Development of immunosensors for determination of Plum Pox Virus in plant extracts
The immunosensor was based on gold electrodes modified with: 1,6-hexanedithiol, gold nanoparticles, anti-PPV IgG polyclonal antibody and BSA. It was used for determination of the virus in the extracts from plum (Prunus domestica) and tobacco (Nicotiana benthamiana) leaves. The immunosenor displayed very good detection limit 10 pg/ml and wide dynamic range from 10 pg PPV/ ml to 200 pg/ml. The presence of extract form plant materials has no influence on immunosensor response. The immunosensor was capable of discriminating between samples from healthy plants and samples containing 0.01% of extract from infected plant material.
Development of genosensors for determination of Avian Influenza Virus H5N1
The genosensor, fabricated based on self-assembling thiolated ssDNA probe on the gold electrode surface, displayed good sensitivity, namely detection limits of 2.2•10-11 M and of 2.4•10-11 M for the complementary 20-mer ssDNA and for the double stranded 181-bp DNA containing 20 nucleotides complementary to the target at 3’-end, respectively. The genosensor shows also good selectivity. Non-complementary target DNA generated weak responses. One of the main its advantage is the suitability for determination of PCR products (double stranded DNA fragments) and discrimination of different positions of the complementary parts. Considering the above analytically important parameters, the presented genosensor could be successfully applied for detection of the H5N1 virus.

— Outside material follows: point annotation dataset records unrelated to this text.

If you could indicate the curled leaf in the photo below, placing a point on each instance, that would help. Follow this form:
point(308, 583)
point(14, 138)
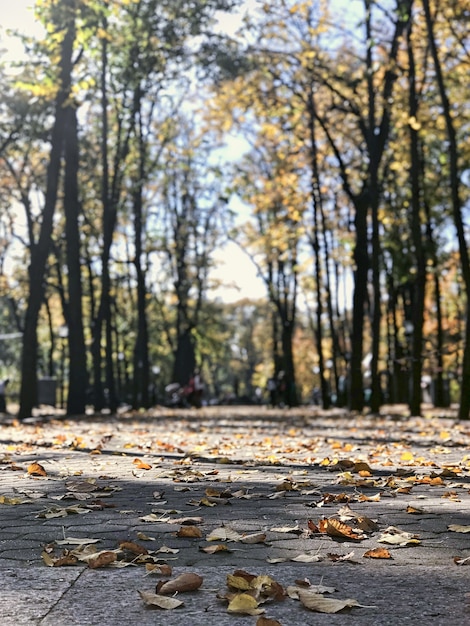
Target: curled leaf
point(189, 531)
point(102, 560)
point(244, 604)
point(185, 582)
point(36, 469)
point(160, 602)
point(317, 602)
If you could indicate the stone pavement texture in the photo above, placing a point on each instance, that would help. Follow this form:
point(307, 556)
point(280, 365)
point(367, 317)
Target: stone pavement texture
point(266, 479)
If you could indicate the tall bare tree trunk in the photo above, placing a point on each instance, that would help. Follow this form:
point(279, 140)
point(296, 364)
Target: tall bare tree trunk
point(40, 249)
point(464, 409)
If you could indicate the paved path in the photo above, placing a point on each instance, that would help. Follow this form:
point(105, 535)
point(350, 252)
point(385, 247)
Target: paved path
point(265, 478)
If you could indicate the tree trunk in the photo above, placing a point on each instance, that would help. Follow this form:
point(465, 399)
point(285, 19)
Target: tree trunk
point(464, 409)
point(78, 379)
point(420, 279)
point(40, 250)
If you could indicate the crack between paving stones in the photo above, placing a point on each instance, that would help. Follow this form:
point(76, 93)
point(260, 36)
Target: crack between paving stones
point(62, 595)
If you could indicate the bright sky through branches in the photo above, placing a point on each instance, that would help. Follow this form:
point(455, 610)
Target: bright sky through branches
point(234, 268)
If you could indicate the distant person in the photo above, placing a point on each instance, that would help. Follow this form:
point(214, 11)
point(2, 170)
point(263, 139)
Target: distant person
point(3, 403)
point(272, 391)
point(195, 389)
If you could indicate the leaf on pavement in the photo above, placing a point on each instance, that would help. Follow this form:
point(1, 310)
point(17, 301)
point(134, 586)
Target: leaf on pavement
point(334, 528)
point(458, 528)
point(61, 561)
point(254, 538)
point(185, 582)
point(394, 536)
point(244, 604)
point(265, 621)
point(160, 602)
point(36, 469)
point(224, 533)
point(377, 553)
point(189, 531)
point(317, 602)
point(141, 464)
point(102, 560)
point(76, 541)
point(133, 547)
point(308, 557)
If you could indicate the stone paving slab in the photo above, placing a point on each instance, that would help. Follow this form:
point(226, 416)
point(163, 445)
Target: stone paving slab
point(275, 460)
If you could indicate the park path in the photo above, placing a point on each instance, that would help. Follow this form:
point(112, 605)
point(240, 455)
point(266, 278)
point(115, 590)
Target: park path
point(374, 509)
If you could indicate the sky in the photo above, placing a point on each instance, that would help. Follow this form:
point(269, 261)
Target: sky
point(234, 267)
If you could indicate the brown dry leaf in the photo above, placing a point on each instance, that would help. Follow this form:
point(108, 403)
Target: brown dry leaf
point(76, 541)
point(160, 602)
point(239, 582)
point(308, 557)
point(141, 464)
point(182, 583)
point(189, 531)
point(287, 529)
point(377, 553)
point(12, 501)
point(102, 560)
point(320, 604)
point(133, 547)
point(265, 621)
point(458, 528)
point(224, 533)
point(394, 536)
point(334, 528)
point(254, 538)
point(36, 469)
point(159, 570)
point(337, 558)
point(363, 498)
point(293, 591)
point(244, 604)
point(61, 561)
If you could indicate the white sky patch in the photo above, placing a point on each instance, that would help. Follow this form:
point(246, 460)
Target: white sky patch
point(238, 274)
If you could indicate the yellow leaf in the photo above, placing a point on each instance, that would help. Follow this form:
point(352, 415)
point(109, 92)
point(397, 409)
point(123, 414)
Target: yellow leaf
point(36, 469)
point(245, 604)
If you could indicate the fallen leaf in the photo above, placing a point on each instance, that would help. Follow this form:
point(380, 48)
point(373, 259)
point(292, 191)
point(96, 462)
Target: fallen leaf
point(334, 528)
point(160, 570)
point(265, 621)
point(224, 534)
point(377, 553)
point(457, 528)
point(254, 538)
point(102, 560)
point(398, 537)
point(161, 602)
point(189, 531)
point(141, 464)
point(244, 604)
point(36, 469)
point(75, 541)
point(317, 602)
point(135, 548)
point(185, 582)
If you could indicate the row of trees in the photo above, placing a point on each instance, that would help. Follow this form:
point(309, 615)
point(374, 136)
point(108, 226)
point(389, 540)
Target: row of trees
point(354, 169)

Development of novel voltammetric biosensor for determining acrylamide in potato chips extracts
A carbon-paste electrode modified with hemoglobin can be used for direct electrochemical determination of acrylamide. The base of the proposed biosensor is the formation of a hemoglobin-acrylamide adduct, which affects the redox properties of the heme part of hemoglobin. The decrease of the peak current of the reduction process (Hb-Fe3+/Hb-Fe2+) occurring upon increasing concentration of acrylamide could be treated as an analytical signal.
The proposed biosensor was effective regarding the following parameters: very good sensitivity towards acrylamide (detection limit is 1.2 x 10–10 M), very good selectivity (the matrix, water extract from potato crisps — has no influence on the electrochemical signal generated in the presence of acrylamide in solution), very simple procedure of sample preparation.
Therefore, the carbon-paste electrodes modified with hemoglobin might be recommended for direct electrochemical determination of acrylamide in the food samples.
Development of potentiometric sensors for determination of undissociated forms of phenol derivatives and diaminobenzene isomers.
The main achievement is proving that membranes modified with hosts possessing phenolic groups generate cationic potentiometric responses upon stimulation by uncharged guests possessing NH2 groups. The base of the potentiometric signal generation relies on the proton transfer from the aqueous phase on the supramolecular complexes located at the interface.
We can conclude that the generation of potentiometric signals by uncharged molecules is governed by the transport of protons between the aqueous and membrane / aqueous interface. The acidity / basicity of the hosts decide about the direction of the transfer of protons.